One of the most important aspect of starting your own firm is to have enough funds to finance the business. You may not always have the capital to start a business, but fortunately there are other alternatives to finance the business.
Loans from Banks / NBFCs
Most banks and non banking finance companies (NBFCs) provide loans to small and medium enterprises (SMEs). The tenure ranges from 6 months to 5 years while the interest rates range between 10% and 15%.
In most cases, banks and NBFCs expect you to show continuity of the business for a couple of years before funding it.
Venture Debt
Venture Debts are medium term loans offered by venture capital firms and do not require collateral. A start up is evaluated based on its ability to grow, fundamental enterprise value. The venture capital firms peg the value of the firm to its future cash flows and the ability to repay the loans.
Leverage is not a great way to start a business so this option is better avoided or should be considered as a last option.
Angel Investors
Angel Investors are high net worth individuals who invest in a start up in return for a minority share in the business. Investor angels typically come int the picture at the seed stage when the business idea is just a concept. These investors stay invested in the business for 5 - 7 years and even help developing it.
Venture capitalists
Venture capitalists are similar to angel investors as they invest their shareholders' money in start-up in return for a minority share. Difference from an angel investor is that Venture capitalists are institutional investors and are seldom interested in early-stage financing unless there are compelling reasons.
Loans from Banks / NBFCs
Most banks and non banking finance companies (NBFCs) provide loans to small and medium enterprises (SMEs). The tenure ranges from 6 months to 5 years while the interest rates range between 10% and 15%.
In most cases, banks and NBFCs expect you to show continuity of the business for a couple of years before funding it.
Venture Debt
Venture Debts are medium term loans offered by venture capital firms and do not require collateral. A start up is evaluated based on its ability to grow, fundamental enterprise value. The venture capital firms peg the value of the firm to its future cash flows and the ability to repay the loans.

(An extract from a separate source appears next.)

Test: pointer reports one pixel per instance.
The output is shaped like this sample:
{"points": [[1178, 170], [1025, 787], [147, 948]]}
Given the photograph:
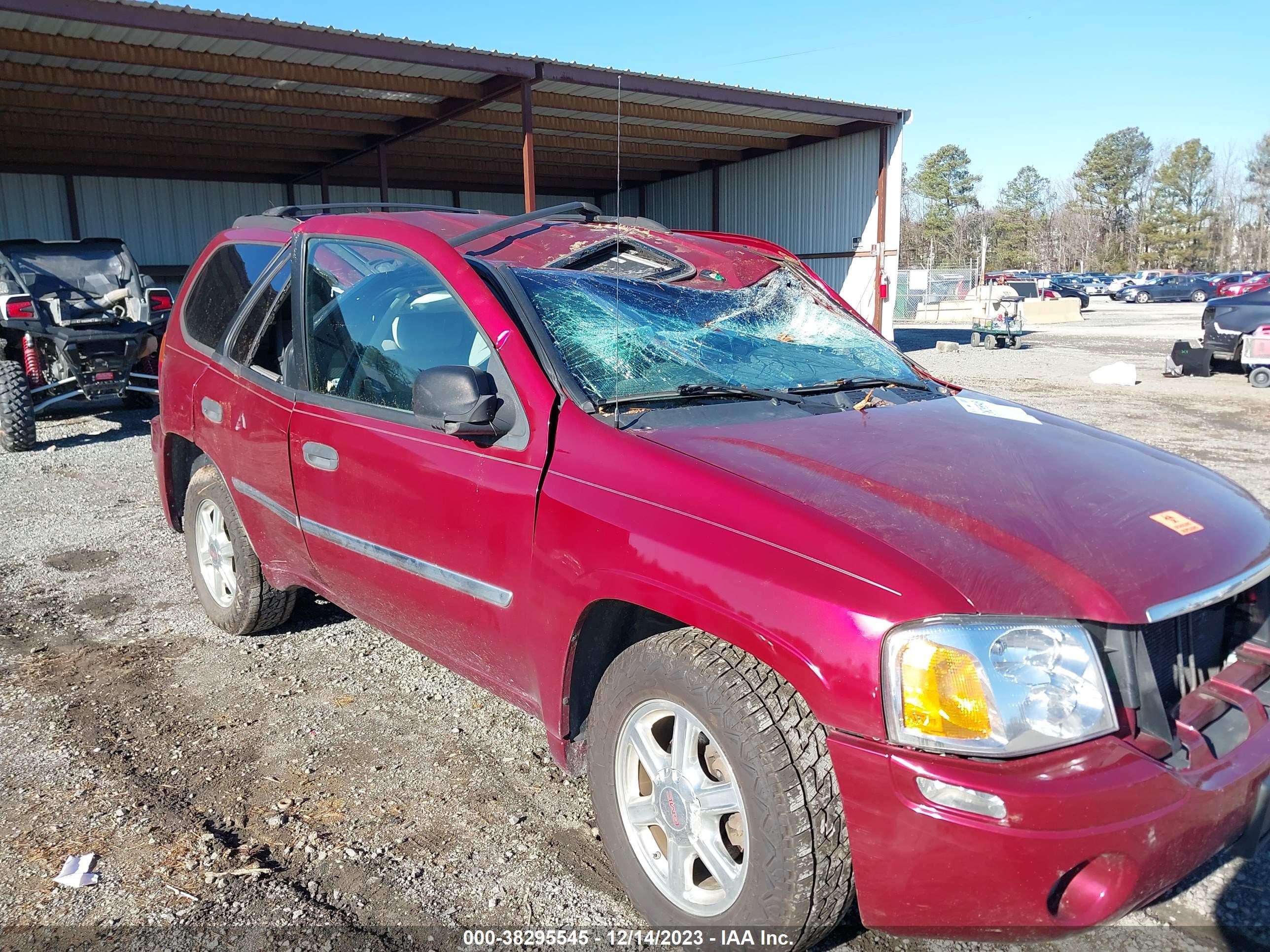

Leverage is not a great way to start a business so this option is better avoided or should be considered as a last option.
Angel Investors
Angel Investors are high net worth individuals who invest in a start up in return for a minority share in the business. Investor angels typically come int the picture at the seed stage when the business idea is just a concept. These investors stay invested in the business for 5 - 7 years and even help developing it.
Venture capitalists
Venture capitalists are similar to angel investors as they invest their shareholders' money in start-up in return for a minority share. Difference from an angel investor is that Venture capitalists are institutional investors and are seldom interested in early-stage financing unless there are compelling reasons.
Thank you for sharing your post.But first thing first is to start a prerequisite business courses.But of course,finance is still a good field to get into,if you want to start your own business.And the top 3 consideration for owning a business are business degree,marketing and most all finance.That's how you can finance your business.